Thursday September 7, 2017
Sahro Abdikadir Arte shuffles through a mound of papers as she prepares for a morning meeting with her team of instructors ahead of another teaching session for street children.“The biggest achievement of this intervention is that the vulnerable children who used to be persuaded to do evil things against peaceful residents are now educated and know the importance of peace, not only in their lives but also in the entire community,” Sahro observes.
For the past 17 months, Sahro and her team of instructors have been running a programme in the port city of Kismaayo that offers formal education to street children free of charge.

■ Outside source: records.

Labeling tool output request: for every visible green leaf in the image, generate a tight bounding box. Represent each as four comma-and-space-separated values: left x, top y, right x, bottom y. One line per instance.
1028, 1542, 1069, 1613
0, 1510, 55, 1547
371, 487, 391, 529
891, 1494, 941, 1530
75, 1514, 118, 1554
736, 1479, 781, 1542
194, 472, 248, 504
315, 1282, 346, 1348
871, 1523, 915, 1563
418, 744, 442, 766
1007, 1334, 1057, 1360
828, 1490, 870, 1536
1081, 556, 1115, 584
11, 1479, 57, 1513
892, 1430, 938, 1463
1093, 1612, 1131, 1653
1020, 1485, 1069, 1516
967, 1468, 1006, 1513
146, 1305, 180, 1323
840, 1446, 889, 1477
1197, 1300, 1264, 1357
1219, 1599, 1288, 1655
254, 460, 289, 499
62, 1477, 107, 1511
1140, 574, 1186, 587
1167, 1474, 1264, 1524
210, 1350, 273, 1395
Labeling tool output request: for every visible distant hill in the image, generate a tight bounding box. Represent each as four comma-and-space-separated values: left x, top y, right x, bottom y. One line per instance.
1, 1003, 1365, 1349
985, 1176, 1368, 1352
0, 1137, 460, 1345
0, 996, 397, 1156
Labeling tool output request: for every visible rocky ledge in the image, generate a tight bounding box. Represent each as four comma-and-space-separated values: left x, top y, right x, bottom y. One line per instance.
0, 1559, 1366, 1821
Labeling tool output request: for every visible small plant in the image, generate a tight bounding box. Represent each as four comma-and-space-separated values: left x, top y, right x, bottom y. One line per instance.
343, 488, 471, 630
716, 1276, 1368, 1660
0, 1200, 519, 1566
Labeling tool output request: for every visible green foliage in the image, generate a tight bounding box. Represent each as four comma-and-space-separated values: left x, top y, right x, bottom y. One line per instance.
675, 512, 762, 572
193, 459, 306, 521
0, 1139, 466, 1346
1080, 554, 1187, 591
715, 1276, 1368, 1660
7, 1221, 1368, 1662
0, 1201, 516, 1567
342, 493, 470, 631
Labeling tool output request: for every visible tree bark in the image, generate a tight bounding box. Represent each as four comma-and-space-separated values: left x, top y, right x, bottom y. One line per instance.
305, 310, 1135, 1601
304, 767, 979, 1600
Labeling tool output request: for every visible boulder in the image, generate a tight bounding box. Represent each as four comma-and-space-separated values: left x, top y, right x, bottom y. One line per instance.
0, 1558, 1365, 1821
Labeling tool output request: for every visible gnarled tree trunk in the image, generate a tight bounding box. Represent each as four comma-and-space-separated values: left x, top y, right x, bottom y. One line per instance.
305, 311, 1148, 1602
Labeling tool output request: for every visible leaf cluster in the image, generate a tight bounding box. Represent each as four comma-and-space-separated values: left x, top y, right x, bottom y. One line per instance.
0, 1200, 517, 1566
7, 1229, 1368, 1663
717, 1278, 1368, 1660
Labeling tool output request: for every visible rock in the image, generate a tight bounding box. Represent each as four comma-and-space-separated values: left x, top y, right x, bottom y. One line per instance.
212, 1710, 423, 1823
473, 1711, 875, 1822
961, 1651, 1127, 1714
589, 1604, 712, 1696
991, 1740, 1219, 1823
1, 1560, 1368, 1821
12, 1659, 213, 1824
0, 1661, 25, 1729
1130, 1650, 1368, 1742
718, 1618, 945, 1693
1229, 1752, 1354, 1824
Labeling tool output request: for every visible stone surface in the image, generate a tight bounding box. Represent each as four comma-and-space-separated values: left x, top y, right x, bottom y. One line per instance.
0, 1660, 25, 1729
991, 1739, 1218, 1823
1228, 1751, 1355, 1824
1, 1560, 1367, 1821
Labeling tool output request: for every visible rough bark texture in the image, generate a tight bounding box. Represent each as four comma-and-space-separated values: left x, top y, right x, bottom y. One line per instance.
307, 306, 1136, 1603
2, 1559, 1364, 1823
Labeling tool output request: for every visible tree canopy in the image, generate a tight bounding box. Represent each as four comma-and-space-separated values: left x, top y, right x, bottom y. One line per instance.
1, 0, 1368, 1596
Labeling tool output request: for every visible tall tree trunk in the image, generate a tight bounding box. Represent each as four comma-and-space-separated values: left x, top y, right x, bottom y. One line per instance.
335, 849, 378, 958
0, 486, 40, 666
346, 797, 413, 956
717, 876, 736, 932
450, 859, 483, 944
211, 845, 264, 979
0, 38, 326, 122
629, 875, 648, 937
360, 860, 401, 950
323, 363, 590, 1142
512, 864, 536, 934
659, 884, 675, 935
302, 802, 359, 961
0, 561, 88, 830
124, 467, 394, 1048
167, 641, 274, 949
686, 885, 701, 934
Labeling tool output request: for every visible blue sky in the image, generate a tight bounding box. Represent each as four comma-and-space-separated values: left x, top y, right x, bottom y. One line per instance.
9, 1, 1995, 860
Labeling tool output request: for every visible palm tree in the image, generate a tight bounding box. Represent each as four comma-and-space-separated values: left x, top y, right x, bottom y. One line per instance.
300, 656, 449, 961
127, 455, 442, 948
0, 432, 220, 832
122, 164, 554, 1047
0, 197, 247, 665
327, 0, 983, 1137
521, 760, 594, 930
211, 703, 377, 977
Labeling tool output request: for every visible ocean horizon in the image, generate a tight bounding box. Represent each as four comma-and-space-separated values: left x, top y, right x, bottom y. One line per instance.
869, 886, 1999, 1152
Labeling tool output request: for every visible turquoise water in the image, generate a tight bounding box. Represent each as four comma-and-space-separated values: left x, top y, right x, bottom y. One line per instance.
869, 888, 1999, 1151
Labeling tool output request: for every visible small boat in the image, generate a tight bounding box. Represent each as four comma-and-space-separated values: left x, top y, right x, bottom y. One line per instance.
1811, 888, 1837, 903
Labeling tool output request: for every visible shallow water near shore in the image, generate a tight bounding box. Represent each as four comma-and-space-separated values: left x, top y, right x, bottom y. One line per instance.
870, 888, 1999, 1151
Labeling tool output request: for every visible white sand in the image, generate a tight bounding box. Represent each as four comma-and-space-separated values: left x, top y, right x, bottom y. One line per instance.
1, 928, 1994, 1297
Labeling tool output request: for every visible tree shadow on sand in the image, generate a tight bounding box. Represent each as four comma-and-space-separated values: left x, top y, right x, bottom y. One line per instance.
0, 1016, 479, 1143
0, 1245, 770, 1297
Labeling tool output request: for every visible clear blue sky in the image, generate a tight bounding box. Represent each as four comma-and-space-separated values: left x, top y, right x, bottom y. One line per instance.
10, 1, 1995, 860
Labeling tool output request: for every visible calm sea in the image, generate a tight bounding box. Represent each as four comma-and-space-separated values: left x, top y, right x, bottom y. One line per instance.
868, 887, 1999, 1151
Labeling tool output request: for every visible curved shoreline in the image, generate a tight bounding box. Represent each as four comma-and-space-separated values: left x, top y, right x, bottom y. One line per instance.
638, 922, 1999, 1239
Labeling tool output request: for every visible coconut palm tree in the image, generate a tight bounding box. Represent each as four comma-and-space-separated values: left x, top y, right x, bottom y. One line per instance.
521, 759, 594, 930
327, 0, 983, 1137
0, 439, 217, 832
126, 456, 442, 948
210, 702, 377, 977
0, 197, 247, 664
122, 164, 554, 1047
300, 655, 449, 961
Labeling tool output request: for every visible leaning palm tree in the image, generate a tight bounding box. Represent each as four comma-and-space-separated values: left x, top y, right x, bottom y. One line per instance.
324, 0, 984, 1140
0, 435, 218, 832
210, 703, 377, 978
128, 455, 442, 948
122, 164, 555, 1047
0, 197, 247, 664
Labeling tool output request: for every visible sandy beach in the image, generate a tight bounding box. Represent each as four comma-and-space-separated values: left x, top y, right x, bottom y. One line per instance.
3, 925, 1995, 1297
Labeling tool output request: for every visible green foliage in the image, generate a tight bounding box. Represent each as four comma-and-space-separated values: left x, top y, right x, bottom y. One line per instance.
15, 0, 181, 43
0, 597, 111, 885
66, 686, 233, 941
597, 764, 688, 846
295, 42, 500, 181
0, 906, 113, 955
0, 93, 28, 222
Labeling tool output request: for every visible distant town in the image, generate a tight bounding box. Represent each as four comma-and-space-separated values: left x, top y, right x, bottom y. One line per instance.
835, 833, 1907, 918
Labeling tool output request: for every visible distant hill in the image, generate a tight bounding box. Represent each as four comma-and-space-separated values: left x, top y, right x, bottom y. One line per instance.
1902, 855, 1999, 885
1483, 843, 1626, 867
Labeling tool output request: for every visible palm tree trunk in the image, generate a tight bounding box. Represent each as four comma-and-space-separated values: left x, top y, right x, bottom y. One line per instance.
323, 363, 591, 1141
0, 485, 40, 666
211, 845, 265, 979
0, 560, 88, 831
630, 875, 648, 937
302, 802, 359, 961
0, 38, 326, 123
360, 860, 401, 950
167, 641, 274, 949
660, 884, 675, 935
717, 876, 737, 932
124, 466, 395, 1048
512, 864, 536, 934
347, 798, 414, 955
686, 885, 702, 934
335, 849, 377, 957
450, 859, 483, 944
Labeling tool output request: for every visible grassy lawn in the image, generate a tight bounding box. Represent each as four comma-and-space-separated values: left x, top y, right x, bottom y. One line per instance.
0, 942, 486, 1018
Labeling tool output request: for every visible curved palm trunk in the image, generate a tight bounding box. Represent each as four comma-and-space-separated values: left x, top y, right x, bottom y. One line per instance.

The programme, dubbed ubaxa rajada – or flower of hope, in English – is currently offering lessons to 50 street children who had lost hope of acquiring quality education.
“The reason why I established this programme is because I believe a country cannot achieve peace, stability and development until its children are educated and taught useful skills because they are the flowers of hope and leaders of tomorrow," Sahro says.
The children attend classes five days a week to learn English, Arabic, mathematics and Islamic education (Tarbiyo). The education programme offers a great opportunity to students who might have otherwise fallen prey to extremist groups recruiting children as soldiers or forcing them into child marriage.
The 25-year-old teacher strongly supports the position of the United Nations Educational, Scientific and Cultural Organization (UNESCO) on the role of education in society. According to UNESCO, education should be a means to empower children and adults alike to be active participants in the transformation of their societies.
The programme has managed to change the behaviour and attitude of the children, enabling them to partner with the rest of the community in peacebuilding efforts. Society, on the other hand, can thus begin to change its negative perception towards street children, whose individual rights have been ignored for many years, according to Sahro.
“Initially, intellectuals, politicians and others in society were not viewing street children as important in conflict resolution, not knowing that vulnerable children can be easily influenced to carry out evil activities. This attitude is now changing in Kismaayo,” she says.
Thanks to the success of ubaxa rajada, similar programmes have been initiated in Kismaayo and other parts of Jubbaland State, a move that has seen more street children benefiting from free education.
Initially, however, her decision to establish a programme for street children did not go down well with everyone. Sahro had to overcome skepticism from friends and relatives who dismissed her idea as a waste of time and energy.
“My colleagues and workmates used to discourage me, and in several instances they asked me to stop teaching these street children as nothing good will come out it. But I never gave in to their advice and day in, day out, the enrollment of the children increased,” she notes.
Sahro is optimistic about Somalia’s future and strongly believes peace and stability will be fully achieved one day.
“Peace means life; it is the most valuable thing we can have as Somalis, since our country has been in anarchy for over two decades. Achieving peace in Somalia is as important as the gift of life,” she observes.